Schwarzer Tod
Februar 1944 »Das ist das Datum, an dem diese tapfere Tat stattgefunden hat«, murmelte Leibowitz. »Vor 50 Jahren hat Ihr Großvater etwas so Heroisches, so Einzigartiges getan, daß ihm eine Ehre zuteil wurde, der sich außer ihm nur ein einziger anderer Nicht-Brite rühmen kann. Dieser andere Ordensträger war ebenfalls Amerikaner.«
»Wer?«
Der Rabbi richtete sich auf, so gut es ihm mit seinem alterssteifen Rücken gelingen wollte. »Der Unbekannte Soldat.«
Ich hatte einen Kloß im Hals. »Das kann ich nicht glauben«, sagte ich heiser. »Das ist das Ungewöhnlichste, was ich jemals gehört habe. Und auch gesehen«, fügte ich hinzu und hielt das Kreuz am Band hoch. Irgendwie kam es mir so schwerer vor, als wenn ich es in der Hand hielt.

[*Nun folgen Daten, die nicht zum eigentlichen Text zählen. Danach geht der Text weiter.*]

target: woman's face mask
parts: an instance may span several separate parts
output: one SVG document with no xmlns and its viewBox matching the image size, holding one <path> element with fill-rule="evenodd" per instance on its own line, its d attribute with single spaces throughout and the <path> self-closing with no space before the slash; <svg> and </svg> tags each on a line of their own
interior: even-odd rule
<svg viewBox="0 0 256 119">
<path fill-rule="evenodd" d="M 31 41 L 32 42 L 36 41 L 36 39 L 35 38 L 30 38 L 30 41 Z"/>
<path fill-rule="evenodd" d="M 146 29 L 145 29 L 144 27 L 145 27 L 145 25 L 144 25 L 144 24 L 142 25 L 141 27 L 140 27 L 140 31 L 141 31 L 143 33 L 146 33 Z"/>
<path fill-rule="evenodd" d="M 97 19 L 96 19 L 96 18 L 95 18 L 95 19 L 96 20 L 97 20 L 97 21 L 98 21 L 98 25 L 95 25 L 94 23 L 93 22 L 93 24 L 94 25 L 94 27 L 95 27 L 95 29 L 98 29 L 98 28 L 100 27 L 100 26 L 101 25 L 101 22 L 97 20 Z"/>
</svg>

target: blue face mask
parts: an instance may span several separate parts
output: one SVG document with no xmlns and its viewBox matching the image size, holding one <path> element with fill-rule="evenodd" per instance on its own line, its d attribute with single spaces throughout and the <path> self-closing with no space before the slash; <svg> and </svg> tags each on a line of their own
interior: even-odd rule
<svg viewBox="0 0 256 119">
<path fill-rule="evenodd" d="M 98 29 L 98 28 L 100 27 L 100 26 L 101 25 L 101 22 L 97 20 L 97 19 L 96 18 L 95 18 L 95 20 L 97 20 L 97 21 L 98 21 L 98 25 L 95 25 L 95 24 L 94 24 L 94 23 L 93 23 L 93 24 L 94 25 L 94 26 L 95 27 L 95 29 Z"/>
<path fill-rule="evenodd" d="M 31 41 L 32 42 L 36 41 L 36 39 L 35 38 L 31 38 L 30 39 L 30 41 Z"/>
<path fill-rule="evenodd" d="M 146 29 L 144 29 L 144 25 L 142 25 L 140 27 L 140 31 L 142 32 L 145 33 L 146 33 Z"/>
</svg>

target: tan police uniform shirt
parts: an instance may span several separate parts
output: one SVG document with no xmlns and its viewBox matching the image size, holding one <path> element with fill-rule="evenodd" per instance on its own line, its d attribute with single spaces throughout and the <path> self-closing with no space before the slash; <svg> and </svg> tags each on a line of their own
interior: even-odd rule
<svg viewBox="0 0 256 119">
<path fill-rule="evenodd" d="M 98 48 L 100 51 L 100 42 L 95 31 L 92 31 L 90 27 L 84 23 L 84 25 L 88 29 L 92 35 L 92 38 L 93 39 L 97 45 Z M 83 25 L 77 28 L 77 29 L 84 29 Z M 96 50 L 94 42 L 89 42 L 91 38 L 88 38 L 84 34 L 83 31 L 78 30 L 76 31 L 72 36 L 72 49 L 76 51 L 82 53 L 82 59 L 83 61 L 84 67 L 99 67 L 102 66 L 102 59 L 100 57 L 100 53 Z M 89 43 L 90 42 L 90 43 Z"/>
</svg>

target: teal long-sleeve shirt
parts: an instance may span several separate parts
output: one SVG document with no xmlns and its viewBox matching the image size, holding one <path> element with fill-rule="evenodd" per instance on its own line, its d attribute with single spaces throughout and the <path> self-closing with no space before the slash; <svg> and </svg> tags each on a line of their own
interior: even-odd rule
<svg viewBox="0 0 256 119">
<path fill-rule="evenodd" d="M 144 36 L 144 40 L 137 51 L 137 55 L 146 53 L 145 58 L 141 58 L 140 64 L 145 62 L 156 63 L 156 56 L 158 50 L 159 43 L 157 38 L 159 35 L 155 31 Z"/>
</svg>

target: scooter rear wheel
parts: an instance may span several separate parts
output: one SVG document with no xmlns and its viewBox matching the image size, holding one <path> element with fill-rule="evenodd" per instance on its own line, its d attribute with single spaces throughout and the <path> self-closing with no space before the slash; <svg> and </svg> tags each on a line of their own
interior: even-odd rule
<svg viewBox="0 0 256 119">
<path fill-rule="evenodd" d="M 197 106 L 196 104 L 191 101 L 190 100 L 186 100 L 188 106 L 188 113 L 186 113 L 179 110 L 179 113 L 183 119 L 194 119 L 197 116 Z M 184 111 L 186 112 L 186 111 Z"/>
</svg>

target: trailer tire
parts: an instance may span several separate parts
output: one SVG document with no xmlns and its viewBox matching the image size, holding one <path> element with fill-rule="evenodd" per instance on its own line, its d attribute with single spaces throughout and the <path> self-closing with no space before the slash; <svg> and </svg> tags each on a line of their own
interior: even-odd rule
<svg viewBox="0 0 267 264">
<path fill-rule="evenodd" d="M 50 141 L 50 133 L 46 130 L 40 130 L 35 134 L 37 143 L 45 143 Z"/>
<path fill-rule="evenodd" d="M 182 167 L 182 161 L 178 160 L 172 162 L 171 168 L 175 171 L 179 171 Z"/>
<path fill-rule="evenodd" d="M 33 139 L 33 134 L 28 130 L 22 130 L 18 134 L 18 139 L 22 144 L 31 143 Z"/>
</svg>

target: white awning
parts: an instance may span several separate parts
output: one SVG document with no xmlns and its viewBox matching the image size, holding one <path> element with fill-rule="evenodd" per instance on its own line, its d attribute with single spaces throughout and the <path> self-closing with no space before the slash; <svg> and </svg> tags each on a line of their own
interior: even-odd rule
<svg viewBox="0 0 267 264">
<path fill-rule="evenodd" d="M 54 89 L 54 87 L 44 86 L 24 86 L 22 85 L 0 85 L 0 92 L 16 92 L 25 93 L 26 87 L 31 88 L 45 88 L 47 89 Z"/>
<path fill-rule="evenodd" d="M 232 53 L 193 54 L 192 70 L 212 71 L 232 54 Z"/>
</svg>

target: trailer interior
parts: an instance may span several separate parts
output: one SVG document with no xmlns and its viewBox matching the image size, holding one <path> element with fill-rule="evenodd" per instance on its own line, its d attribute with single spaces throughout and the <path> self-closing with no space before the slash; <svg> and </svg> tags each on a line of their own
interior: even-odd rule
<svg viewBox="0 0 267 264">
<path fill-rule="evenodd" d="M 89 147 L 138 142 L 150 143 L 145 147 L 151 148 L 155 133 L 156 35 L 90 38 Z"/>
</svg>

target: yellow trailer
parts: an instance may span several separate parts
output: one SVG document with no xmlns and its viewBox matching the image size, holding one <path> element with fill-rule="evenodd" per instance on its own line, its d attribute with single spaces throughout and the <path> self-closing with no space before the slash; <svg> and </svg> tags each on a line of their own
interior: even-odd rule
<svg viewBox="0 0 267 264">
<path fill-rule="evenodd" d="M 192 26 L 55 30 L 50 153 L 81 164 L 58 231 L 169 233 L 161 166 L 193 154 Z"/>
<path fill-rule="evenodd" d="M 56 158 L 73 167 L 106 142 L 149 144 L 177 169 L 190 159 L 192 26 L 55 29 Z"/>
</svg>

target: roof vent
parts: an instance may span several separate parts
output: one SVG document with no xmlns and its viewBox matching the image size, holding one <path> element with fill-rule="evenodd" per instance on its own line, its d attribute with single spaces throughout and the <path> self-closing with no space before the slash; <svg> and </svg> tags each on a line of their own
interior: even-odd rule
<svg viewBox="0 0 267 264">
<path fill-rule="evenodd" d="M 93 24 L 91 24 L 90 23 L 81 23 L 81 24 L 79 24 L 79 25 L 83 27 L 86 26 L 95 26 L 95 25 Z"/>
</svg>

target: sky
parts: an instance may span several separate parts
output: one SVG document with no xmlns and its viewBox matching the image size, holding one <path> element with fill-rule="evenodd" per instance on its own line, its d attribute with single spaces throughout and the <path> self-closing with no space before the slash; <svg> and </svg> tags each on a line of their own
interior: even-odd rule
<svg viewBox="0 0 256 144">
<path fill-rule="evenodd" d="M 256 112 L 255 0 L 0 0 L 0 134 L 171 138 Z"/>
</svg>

»Sie werden noch etwas viel Ungewöhnlicheres sehen«, erklärte Leibowitz. »Etwas Einzigartiges.«
Mir zog sich vor lauter Erwartung der Hals zusammen.
»Sehen Sie unter der Polsterung der Schachtel nach. Es müßte noch dort sein.«
Ich reichte Rabbi Leibowitz das Kreuz und hob dann vorsichtig das Leinentuch hoch, das auf dem Boden der Schachtel lag. Darunter befand sich ein ausgefranstes Wollstück mit Schottenmuster. Fragend blickte ich zu meinem Gegenüber.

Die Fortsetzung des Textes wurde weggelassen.